SBA Loan Fraud: The Project on Government Oversight recently released a report revealing that after providing more than $160 billion in Economic Injury Disaster Loans (EIDL), the Small Business Administration had “scrambled” in August to enact key anti-fraud controls. The EIDL program was set up in March to support businesses through pandemic shutdowns. Internal SBA emails revealed that many of SBA’s loan officers were untrained and had been approving loans to applicants who should not have received them, casting doubt on SBA Administrator Jovita Carranza's July 23 statement that SBA was "doing all it can to reduce the risk of fraud on the loan side.”
States Fail to Meet the Challenges of Voting: The House Select Subcommittee on the Coronavirus Crisis released a memo illustrating the challenges states are facing in the upcoming general election, citing Texas’ refusal to expand mail-in voting and Florida’s refusal to expand early voting. Texas and Wisconsin are both facing potential poll-worker shortages, and Florida might as well, as the state isn’t helping counties recruit poll workers. Finally, Georgia reversed its policy of sending absentee ballots to all voters, which has led to confusion and potential voter disenfranchisement.
Administration Turns Away Migrant Children: On Friday, the Department of Justice filed court documents showing that the Trump administration has turned away and denied U.S. refuge to nearly 9,000 unaccompanied migrant children during the pandemic. This is the first time these numbers have been released since the administration issued its emergency restriction on immigration in March. In addition to the thousands of unaccompanied children turned away at the border, more than 7,000 members of families that include children have been expelled. In total, more than 159,000 expulsions have been carried out under the new restrictions.
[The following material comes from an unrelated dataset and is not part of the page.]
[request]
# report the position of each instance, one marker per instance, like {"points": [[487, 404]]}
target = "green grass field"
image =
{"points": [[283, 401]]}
Trump Knew All Along: Last week, journalist Bob Woodward released audio from interviews proving that Trump was aware of the serious dangers posed by the coronavirus as early as Feb. 7. In an interview on that date, Trump described Covid-19 as a virus that can pass through the air and is “more deadly than even your strenuous flus.” Trump’s remarks are outrageous when placed next to his public actions and statements at the same time — in March, the president explicitly compared the coronavirus to the flu and implied that large-scale shutdowns were unnecessary.
Trump Uses the Pandemic To Push Rollbacks: Since March, the Coalition for Sensible Safeguards has been tracking Trump’s regulatory rollbacks during the pandemic. Their tracker shows that in the last six months, the Trump administration has repealed 30 public protections, such as weakened clean air and water protections and safety regulations, and has proposed 20 more rollbacks.
House Investigates: The House Committee on Oversight and Reform opened an investigation into the $250 million coronavirus-related communications contract awarded to Fors Marsh Group by HHS. The committee wrote letters to HHS Secretary Alex Azar and Fors Marsh Group CEO Ben Garthwaite, expressing concerns that this contract will be funding a “political propaganda campaign” to fuel the president’s reelection efforts. The committee called for the suspension of the contract until Congress can determine that safeguards are in place to ensure the contract is used solely to spread public health information.